The solution is efficient because it avoids recomputing monthly statistics repeatedly. All heavy operations are grouped aggregations over the original tables, and the intermediate results contain at most 12 rows.

Test Cases

# These are conceptual validation cases for the SQL logic.

# Case 1: Example from problem statement
# Validates normal cumulative counting and monthly distinct drivers.

# Case 2: No drivers at all
# Expected: every month has 0.00 percentage.

# Case 3: Drivers exist but no accepted rides
# Expected: every month has 0.00 percentage.

# Case 4: One driver completes multiple rides in same month
# Must count driver only once.

# Case 5: Drivers join after 2020
# They should not affect 2020 calculations.

# Case 6: Driver joined before 2020
# Must be counted active starting January.

# Case 7: Accepted rides exist in 2021
# They must not affect 2020 output.

# Case 8: Sparse months
# Months without rides must still appear.

# Case 9: All rides concentrated in one month
# Distinct driver counting must still work correctly.

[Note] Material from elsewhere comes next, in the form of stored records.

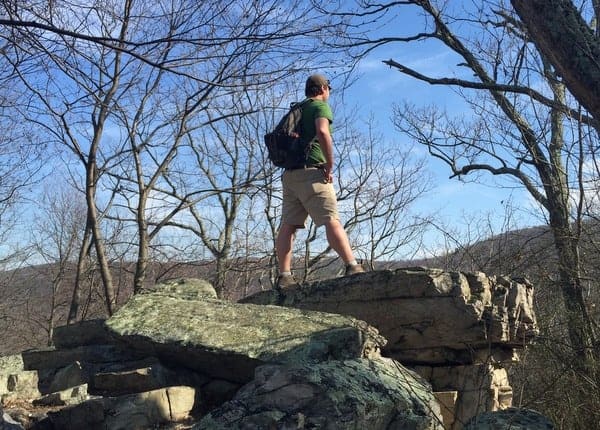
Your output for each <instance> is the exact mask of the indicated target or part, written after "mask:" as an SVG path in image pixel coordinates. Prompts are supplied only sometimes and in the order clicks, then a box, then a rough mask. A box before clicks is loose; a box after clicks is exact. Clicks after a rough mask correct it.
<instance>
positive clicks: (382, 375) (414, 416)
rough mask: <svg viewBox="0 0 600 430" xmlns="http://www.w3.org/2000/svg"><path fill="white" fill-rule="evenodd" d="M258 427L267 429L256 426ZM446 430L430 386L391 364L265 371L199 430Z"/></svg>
mask: <svg viewBox="0 0 600 430" xmlns="http://www.w3.org/2000/svg"><path fill="white" fill-rule="evenodd" d="M258 422H260V424H261V425H262V427H252V426H253V425H256V424H257V423H258ZM243 428H244V429H245V428H323V429H340V430H343V429H366V428H411V429H417V430H433V429H442V428H443V427H442V425H441V420H440V411H439V405H438V404H437V403H436V402H435V400H434V398H433V395H432V393H431V390H430V387H429V385H428V384H427V383H425V382H424V381H423V380H422V379H421V378H420V377H418V376H417V375H416V374H414V373H413V372H411V371H409V370H407V369H406V368H404V367H402V366H401V365H400V364H398V363H396V362H394V361H393V360H390V359H376V360H366V359H357V360H345V361H330V362H324V363H318V364H315V365H312V366H309V365H305V364H302V365H288V366H263V367H260V368H258V369H257V371H256V377H255V379H254V381H252V382H251V383H249V384H247V385H246V386H245V387H243V388H242V389H241V390H240V391H239V392H238V393H237V394H236V396H235V398H234V399H233V400H232V401H230V402H227V403H225V404H224V405H222V406H221V407H220V408H218V409H217V410H214V411H212V412H211V413H210V414H209V415H207V416H206V417H205V418H203V420H202V421H201V422H200V423H199V424H197V425H196V426H195V427H194V430H205V429H211V430H218V429H243Z"/></svg>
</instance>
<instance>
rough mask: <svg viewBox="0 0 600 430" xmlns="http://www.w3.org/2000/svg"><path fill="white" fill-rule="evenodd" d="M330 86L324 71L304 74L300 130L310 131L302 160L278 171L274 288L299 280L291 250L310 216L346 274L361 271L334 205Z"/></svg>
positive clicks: (290, 283)
mask: <svg viewBox="0 0 600 430" xmlns="http://www.w3.org/2000/svg"><path fill="white" fill-rule="evenodd" d="M330 91H331V86H330V85H329V81H328V80H327V78H326V77H325V76H323V75H319V74H315V75H311V76H309V77H308V79H307V80H306V87H305V90H304V93H305V95H306V97H307V98H308V100H309V101H308V102H307V103H306V104H305V105H304V107H303V110H302V135H303V136H314V139H313V140H312V141H311V143H310V151H309V154H308V159H307V160H306V164H305V165H304V166H302V167H299V168H294V169H285V171H284V172H283V176H282V184H283V211H282V212H283V213H282V219H281V225H280V227H279V233H278V235H277V240H276V243H275V247H276V252H277V259H278V261H279V276H278V278H277V285H276V287H277V288H278V289H282V288H286V287H290V286H293V285H296V284H297V281H296V280H295V279H294V277H293V275H292V272H291V267H292V249H293V243H294V238H295V235H296V229H298V228H305V223H306V218H307V216H308V215H310V217H311V218H312V220H313V222H314V223H315V224H316V225H317V227H319V226H325V232H326V235H327V241H328V242H329V245H330V246H331V247H332V248H333V249H334V251H335V252H337V254H338V255H339V256H340V258H341V259H342V260H343V261H344V263H345V264H346V272H345V275H346V276H349V275H354V274H356V273H362V272H364V271H365V270H364V269H363V267H362V266H361V265H360V264H358V263H357V262H356V259H355V258H354V254H353V252H352V248H351V247H350V241H349V240H348V235H347V234H346V230H344V226H343V225H342V223H341V222H340V218H339V215H338V210H337V198H336V195H335V190H334V188H333V166H334V159H333V140H332V138H331V123H332V122H333V113H332V111H331V107H330V106H329V104H328V103H327V100H328V99H329V93H330Z"/></svg>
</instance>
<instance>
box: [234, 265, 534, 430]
mask: <svg viewBox="0 0 600 430" xmlns="http://www.w3.org/2000/svg"><path fill="white" fill-rule="evenodd" d="M242 302H243V303H255V304H263V305H266V304H274V303H277V304H279V305H281V306H290V307H294V308H297V309H310V310H317V311H324V312H334V313H339V314H343V315H352V316H354V317H356V318H358V319H360V320H363V321H366V322H367V323H368V324H369V325H372V326H374V327H377V329H378V330H379V332H380V333H381V335H383V336H384V337H385V338H386V339H387V340H388V343H387V345H386V346H385V347H384V348H383V350H382V353H383V355H385V356H387V357H391V358H393V359H395V360H397V361H399V362H401V363H402V364H404V365H406V366H410V367H411V368H412V369H414V370H415V371H417V372H418V373H419V374H420V375H422V376H423V377H424V378H425V379H426V380H428V381H429V382H430V383H431V384H432V387H433V389H434V391H436V392H453V391H455V392H456V393H457V396H456V401H455V404H447V405H446V407H447V408H449V410H448V411H447V412H449V413H448V416H449V417H450V416H451V418H447V420H446V421H448V420H451V421H453V422H455V426H456V428H460V426H461V425H462V424H461V423H464V422H466V421H467V420H469V419H470V418H471V417H473V416H475V415H478V414H480V413H482V412H486V411H494V410H498V409H503V408H507V407H509V406H511V405H512V388H511V386H510V384H509V381H508V377H507V369H506V368H507V367H508V366H509V365H510V364H511V363H513V362H514V361H516V360H518V352H519V350H520V349H521V348H523V347H524V346H525V345H527V344H529V343H530V342H531V340H532V339H533V338H535V336H536V335H537V334H538V327H537V322H536V318H535V312H534V310H533V287H532V285H531V284H530V283H529V282H527V281H526V280H524V279H508V278H503V277H494V276H490V277H488V276H486V275H485V274H483V273H472V274H470V273H459V272H445V271H442V270H438V269H426V268H419V267H416V268H407V269H398V270H394V271H376V272H369V273H364V274H360V275H356V276H352V277H346V278H338V279H331V280H327V281H320V282H314V283H310V284H301V285H299V286H298V287H297V288H293V289H289V290H284V291H283V292H282V293H278V292H276V291H264V292H262V293H258V294H256V295H254V296H251V297H247V298H245V299H243V300H242ZM450 398H451V397H449V396H446V399H447V400H448V399H450Z"/></svg>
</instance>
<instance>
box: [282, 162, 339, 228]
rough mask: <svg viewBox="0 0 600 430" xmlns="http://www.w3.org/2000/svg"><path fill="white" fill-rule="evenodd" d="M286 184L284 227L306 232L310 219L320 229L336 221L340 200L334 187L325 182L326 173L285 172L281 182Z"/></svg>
mask: <svg viewBox="0 0 600 430" xmlns="http://www.w3.org/2000/svg"><path fill="white" fill-rule="evenodd" d="M281 182H282V184H283V211H282V212H283V216H282V218H281V223H282V224H289V225H293V226H296V227H297V228H305V223H306V217H307V216H308V215H310V217H311V218H312V220H313V221H314V223H315V224H316V225H317V226H321V225H323V224H325V223H326V222H328V221H330V220H332V219H337V220H339V219H340V218H339V215H338V210H337V198H336V196H335V190H334V188H333V184H331V183H327V182H325V176H324V175H323V169H321V168H318V167H307V168H306V169H296V170H286V171H284V172H283V176H282V178H281Z"/></svg>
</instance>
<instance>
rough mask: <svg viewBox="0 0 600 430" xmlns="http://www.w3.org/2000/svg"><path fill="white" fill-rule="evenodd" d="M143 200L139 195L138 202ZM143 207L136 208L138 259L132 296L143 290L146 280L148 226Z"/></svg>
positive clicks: (147, 245) (135, 267)
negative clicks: (133, 294)
mask: <svg viewBox="0 0 600 430" xmlns="http://www.w3.org/2000/svg"><path fill="white" fill-rule="evenodd" d="M142 198H145V195H144V194H140V197H139V199H140V201H141V200H142ZM144 214H145V206H142V207H138V212H137V224H138V237H139V243H138V259H137V262H136V265H135V278H134V281H133V294H137V293H139V292H141V291H142V290H143V289H144V281H145V280H146V271H147V270H148V248H149V246H150V244H149V238H148V224H147V223H146V220H145V219H144Z"/></svg>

# Case 10: Division by zero
# If no active drivers exist during a month, percentage must be 0.

Test Summary

Test Why
Example input Validates standard behavior
No drivers Ensures division-by-zero handling
No accepted rides Ensures working count defaults to 0
Multiple rides same driver Validates DISTINCT counting
Drivers joining after 2020 Ensures future joins ignored
Driver joined before 2020 Validates cumulative availability
2021 rides Ensures year filtering correctness
Sparse months Ensures all 12 months appear
Single busy month Validates monthly grouping
Zero active drivers Prevents invalid percentage calculation

Edge Cases

Months With No Active Drivers

A particularly important edge case occurs when no drivers have joined yet. In this situation, the denominator becomes zero. A naive implementation may produce a division-by-zero error or return NULL.

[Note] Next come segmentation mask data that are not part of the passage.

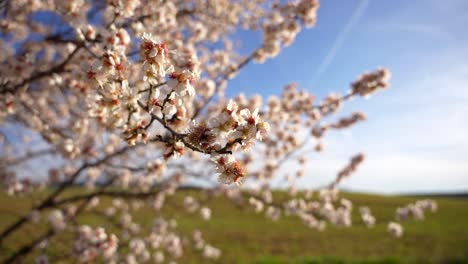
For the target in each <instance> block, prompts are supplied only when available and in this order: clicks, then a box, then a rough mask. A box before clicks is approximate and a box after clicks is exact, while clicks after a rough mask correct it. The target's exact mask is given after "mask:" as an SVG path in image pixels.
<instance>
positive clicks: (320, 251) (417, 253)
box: [0, 191, 468, 263]
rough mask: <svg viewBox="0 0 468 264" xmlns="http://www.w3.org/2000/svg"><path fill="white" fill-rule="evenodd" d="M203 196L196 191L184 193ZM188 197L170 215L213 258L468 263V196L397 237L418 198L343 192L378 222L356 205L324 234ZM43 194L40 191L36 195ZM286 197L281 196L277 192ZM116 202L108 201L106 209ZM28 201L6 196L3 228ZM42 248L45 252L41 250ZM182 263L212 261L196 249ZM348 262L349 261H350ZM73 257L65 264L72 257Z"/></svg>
mask: <svg viewBox="0 0 468 264" xmlns="http://www.w3.org/2000/svg"><path fill="white" fill-rule="evenodd" d="M187 193H190V194H191V195H193V196H195V197H200V193H198V192H197V191H184V192H183V194H187ZM183 194H178V195H177V196H176V197H174V198H172V199H170V200H169V201H168V204H169V205H170V208H168V209H166V210H165V211H164V215H165V216H166V217H173V218H175V219H177V220H178V225H179V229H180V231H181V232H182V233H185V234H187V236H188V235H190V234H191V233H190V231H191V230H193V229H199V230H201V231H202V232H203V235H204V238H205V240H206V241H207V242H209V243H210V244H212V245H214V246H216V247H218V248H220V249H221V250H222V252H223V253H222V254H223V257H222V258H221V259H220V260H219V261H218V262H214V263H348V262H353V263H362V262H364V263H374V262H378V263H400V262H403V263H407V262H412V263H421V262H430V263H448V262H453V263H468V262H466V260H467V259H468V200H466V199H452V198H436V200H437V202H438V203H439V211H438V212H437V213H435V214H433V213H427V214H426V220H424V221H415V220H409V221H406V222H404V223H403V226H404V228H405V234H404V236H403V237H402V238H399V239H396V238H393V237H391V236H389V235H388V234H387V231H386V227H387V223H388V221H389V220H393V218H394V212H395V209H396V207H398V206H402V205H405V204H407V203H410V202H414V201H415V200H416V199H417V198H414V197H385V196H376V195H366V194H353V193H347V194H343V197H345V198H348V199H350V200H351V201H353V202H354V206H355V208H357V207H358V206H362V205H366V206H369V207H370V208H371V210H372V212H373V214H374V215H375V216H376V218H377V225H376V226H375V227H374V228H372V229H368V228H366V227H365V226H363V225H362V224H361V223H360V221H359V219H358V213H357V210H354V211H353V212H354V216H353V217H354V219H353V222H354V225H353V227H351V228H343V227H334V226H331V225H328V226H327V228H326V230H325V231H323V232H319V231H317V230H314V229H309V228H307V227H305V226H304V225H303V224H302V223H301V222H300V221H299V220H298V219H296V218H295V217H285V216H283V217H281V218H280V220H279V221H277V222H273V221H271V220H269V219H266V218H265V217H264V215H263V214H259V215H258V214H255V213H254V212H253V211H252V210H251V209H250V208H248V207H237V206H235V205H233V204H232V203H231V202H228V201H226V200H225V199H224V198H217V199H213V200H211V201H209V202H208V206H209V207H211V209H212V211H213V213H212V220H211V221H209V222H206V221H203V220H202V219H201V218H200V217H199V216H198V215H193V216H191V217H187V215H188V214H187V213H185V212H183V210H181V209H180V208H181V205H182V199H183ZM37 195H38V196H39V195H41V194H37ZM281 196H283V194H282V193H276V194H275V197H281ZM108 202H109V201H108V200H107V201H106V200H103V203H102V205H101V206H105V205H106V203H108ZM30 204H31V200H30V199H28V198H10V197H6V196H5V195H2V196H0V214H1V218H0V228H3V227H4V226H5V225H6V224H7V223H10V222H11V221H12V220H13V219H14V218H15V216H17V215H21V214H23V213H24V212H25V211H26V209H27V208H28V207H29V206H30ZM157 215H158V213H157V212H155V211H153V210H150V209H147V208H143V209H140V210H139V211H138V212H137V217H138V222H140V223H143V224H146V225H148V226H149V225H150V224H151V223H152V222H153V219H154V217H156V216H157ZM79 221H80V222H81V223H83V224H84V223H86V224H90V225H104V226H106V227H108V228H109V229H111V230H113V231H114V232H118V229H116V228H114V227H112V225H110V224H109V223H107V222H106V220H105V219H102V218H99V217H97V216H93V215H83V216H82V217H80V219H79ZM40 230H42V228H41V227H39V226H34V225H28V226H26V227H25V228H23V229H22V230H21V231H20V232H17V233H16V234H15V235H14V236H13V237H12V238H10V239H8V240H6V241H5V243H4V245H3V246H2V248H1V249H0V256H1V257H0V259H2V258H3V257H4V256H5V255H6V254H7V253H8V252H11V251H12V250H14V248H15V247H17V246H18V245H22V243H23V241H24V238H25V237H28V238H30V237H34V236H36V235H37V234H38V232H40ZM68 239H69V238H68V237H67V235H61V236H58V237H57V238H54V239H52V241H50V243H51V246H50V248H49V249H48V250H47V251H48V252H47V253H48V254H51V255H59V256H60V255H61V254H63V252H67V250H68V248H69V245H67V241H68ZM36 252H37V253H38V251H36ZM185 254H186V256H185V257H184V258H183V259H181V260H178V263H206V261H204V260H202V259H201V258H200V257H198V256H197V255H196V254H195V253H194V252H191V250H187V252H185ZM344 260H346V262H344ZM65 262H66V261H65Z"/></svg>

This solution handles the case explicitly by using conditional division logic. If the active driver count is zero, the percentage evaluates safely to 0.

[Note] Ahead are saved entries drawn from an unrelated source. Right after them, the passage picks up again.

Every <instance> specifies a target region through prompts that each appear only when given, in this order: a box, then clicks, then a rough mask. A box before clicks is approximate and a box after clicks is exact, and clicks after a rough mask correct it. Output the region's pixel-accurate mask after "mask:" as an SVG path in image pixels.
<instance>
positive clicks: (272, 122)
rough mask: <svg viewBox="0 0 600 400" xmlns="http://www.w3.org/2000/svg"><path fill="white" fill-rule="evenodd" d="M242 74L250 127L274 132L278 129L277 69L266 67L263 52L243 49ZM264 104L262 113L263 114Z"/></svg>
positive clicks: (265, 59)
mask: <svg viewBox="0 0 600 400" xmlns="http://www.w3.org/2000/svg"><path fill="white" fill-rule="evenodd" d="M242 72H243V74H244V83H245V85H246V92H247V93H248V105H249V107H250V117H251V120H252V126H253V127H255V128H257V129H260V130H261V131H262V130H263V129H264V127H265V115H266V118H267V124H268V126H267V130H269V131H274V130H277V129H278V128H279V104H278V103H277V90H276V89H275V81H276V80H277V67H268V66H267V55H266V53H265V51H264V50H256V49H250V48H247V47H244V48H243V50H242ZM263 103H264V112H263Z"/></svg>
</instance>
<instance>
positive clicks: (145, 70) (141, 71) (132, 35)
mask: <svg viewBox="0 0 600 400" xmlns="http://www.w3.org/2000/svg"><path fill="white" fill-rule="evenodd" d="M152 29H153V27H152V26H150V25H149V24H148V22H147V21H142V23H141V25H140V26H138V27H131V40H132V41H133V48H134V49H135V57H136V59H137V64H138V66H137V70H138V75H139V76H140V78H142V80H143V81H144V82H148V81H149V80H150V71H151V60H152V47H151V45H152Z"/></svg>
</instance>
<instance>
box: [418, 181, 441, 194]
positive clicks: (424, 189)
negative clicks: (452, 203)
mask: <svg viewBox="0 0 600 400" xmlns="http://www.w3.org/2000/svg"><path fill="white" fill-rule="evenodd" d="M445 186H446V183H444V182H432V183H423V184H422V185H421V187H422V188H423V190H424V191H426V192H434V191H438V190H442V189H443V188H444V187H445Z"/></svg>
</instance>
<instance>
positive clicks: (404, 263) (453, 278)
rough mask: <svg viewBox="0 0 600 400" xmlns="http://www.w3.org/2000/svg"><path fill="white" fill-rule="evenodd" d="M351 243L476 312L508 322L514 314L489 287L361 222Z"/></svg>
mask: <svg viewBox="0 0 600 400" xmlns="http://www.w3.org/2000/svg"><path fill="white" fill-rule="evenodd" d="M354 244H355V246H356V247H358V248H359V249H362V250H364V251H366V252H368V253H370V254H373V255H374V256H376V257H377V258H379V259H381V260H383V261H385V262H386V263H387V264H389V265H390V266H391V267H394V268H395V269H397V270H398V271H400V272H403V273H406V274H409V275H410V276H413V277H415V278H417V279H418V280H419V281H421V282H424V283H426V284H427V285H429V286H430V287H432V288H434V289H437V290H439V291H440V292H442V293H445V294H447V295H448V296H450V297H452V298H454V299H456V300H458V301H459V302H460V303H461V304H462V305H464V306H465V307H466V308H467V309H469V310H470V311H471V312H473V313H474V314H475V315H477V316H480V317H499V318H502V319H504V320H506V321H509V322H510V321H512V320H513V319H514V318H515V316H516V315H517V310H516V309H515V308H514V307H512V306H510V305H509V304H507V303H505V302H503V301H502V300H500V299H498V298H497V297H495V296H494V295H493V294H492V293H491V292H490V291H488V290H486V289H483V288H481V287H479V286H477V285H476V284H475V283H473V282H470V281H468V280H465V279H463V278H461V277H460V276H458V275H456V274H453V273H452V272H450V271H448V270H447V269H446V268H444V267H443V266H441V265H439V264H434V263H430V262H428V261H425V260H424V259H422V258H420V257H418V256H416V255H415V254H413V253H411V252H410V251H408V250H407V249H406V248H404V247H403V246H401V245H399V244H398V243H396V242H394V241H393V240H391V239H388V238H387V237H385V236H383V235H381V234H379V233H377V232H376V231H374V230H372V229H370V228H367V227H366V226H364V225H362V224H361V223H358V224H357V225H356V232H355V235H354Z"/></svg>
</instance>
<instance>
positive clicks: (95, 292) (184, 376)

Multiple Accepted Rides By the Same Driver

Another common source of bugs is counting rides instead of drivers.

Suppose a single driver completes five rides during a month. The problem asks for the percentage of working drivers, not the number of rides completed. Therefore, that driver must contribute only one count.

The implementation correctly uses:

COUNT(DISTINCT ar.driver_id)

which guarantees uniqueness.

Drivers Joining Before 2020

Drivers who joined before January 2020 are already active when the year begins. A flawed implementation might only count drivers whose join date occurs during 2020.

This solution instead compares join dates against the end of each month, ensuring that all previously joined drivers remain active throughout 2020.

Months Without Accepted Rides

Some months may contain no accepted rides at all. If inner joins are used incorrectly, these months could disappear from the result.

The dedicated months table guarantees that every month from 1 to 12 appears in the final output. Left joins then fill missing values with zeros.